Met betrekking tot de representativiteit van de dierproeven wijst het College er voorts op dat verweerder nog heeft verwezen naar de concept-monografie in het kader van de biocidenrichtlijn, waarin is gesteld dat aannemelijk is dat mensen via verschillende routes blootgesteld kunnen worden aan gevaarlijke hoeveelheden boorzuur, en naar de
Final Conclusions van het ECB, waarin is onderschreven dat er geen aanleiding is te veronderstellen dat de resultaten van de dierproeven niet representatief zouden zijn voor de effecten op mensen.
Uit het vorenstaande volgt naar het oordeel van het College dat verweerder, anders dan appellante betoogt, wel degelijk afdoende heeft gemotiveerd dat en waarom naar zijn opvatting de resultaten van dierproeven voor de indeling van de stof boorzuur konden worden gebruikt, waarom (en in welke omvang) daarbij een margin of safety (MOS) in acht is genomen en tot welke indeling, en daarbij horende etiketteringsvoorschriften, dit in het kader van de beoordeling van de reproductietoxiciteit heeft geleid.
Al hetgeen appellante heeft aangevoerd, kan daar niet aan afdoen.

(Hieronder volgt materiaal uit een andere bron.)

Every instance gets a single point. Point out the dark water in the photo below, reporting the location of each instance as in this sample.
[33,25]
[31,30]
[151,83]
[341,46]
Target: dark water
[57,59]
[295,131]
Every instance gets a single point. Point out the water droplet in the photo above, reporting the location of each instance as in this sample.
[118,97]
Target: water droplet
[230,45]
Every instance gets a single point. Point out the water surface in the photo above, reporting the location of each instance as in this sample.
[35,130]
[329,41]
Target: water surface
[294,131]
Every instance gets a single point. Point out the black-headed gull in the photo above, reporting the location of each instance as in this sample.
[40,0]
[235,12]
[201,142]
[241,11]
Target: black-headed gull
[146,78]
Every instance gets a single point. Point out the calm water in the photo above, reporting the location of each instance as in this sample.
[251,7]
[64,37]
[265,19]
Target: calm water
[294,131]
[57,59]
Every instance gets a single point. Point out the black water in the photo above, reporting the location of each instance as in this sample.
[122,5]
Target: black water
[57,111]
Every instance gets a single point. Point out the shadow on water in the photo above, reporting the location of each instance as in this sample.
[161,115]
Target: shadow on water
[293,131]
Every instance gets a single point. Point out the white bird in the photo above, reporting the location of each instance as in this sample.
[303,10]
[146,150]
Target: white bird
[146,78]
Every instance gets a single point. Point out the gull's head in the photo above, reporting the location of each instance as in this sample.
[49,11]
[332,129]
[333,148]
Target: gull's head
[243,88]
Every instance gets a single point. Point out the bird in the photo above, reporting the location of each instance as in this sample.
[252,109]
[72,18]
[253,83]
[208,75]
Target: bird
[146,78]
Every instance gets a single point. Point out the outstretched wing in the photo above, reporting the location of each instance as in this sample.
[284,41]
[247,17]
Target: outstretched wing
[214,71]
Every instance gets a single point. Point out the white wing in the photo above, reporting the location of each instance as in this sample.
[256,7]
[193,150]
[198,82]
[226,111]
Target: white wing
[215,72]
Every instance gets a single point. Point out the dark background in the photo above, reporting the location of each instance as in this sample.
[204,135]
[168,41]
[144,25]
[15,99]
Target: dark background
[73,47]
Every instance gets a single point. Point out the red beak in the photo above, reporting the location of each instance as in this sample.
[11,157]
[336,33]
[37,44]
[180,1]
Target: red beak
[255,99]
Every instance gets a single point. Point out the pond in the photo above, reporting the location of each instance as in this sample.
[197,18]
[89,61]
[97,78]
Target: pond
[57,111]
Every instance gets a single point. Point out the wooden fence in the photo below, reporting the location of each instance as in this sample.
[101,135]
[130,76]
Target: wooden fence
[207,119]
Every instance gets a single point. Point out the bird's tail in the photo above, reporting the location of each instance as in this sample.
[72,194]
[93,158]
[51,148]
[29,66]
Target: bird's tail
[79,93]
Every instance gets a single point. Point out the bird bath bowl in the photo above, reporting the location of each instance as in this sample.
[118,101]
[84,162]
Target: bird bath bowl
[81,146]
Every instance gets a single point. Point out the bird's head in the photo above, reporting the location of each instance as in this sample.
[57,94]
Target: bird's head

In het bijzonder overweegt het College dat de enkele omstandigheid dat de in het kader van de biocidenrichtlijn opgestelde concept-monografie nog niet heeft geleid tot besluitvorming inzake opneming van de stof boorzuur in een van de bijlagen bij de biocidenrichtlijn, op zich geen grond kan vormen voor de conclusie dat de inhoudelijke beoordeling van boorzuur door verweerder onjuist is.
5.8 Uit het voorgaande volgt dat het beroep ongegrond is.
5.9 Het College acht geen termen aanwezig voor een proceskostenvergoeding op grond van artikel 8:75 van de Algemene wet bestuursrecht.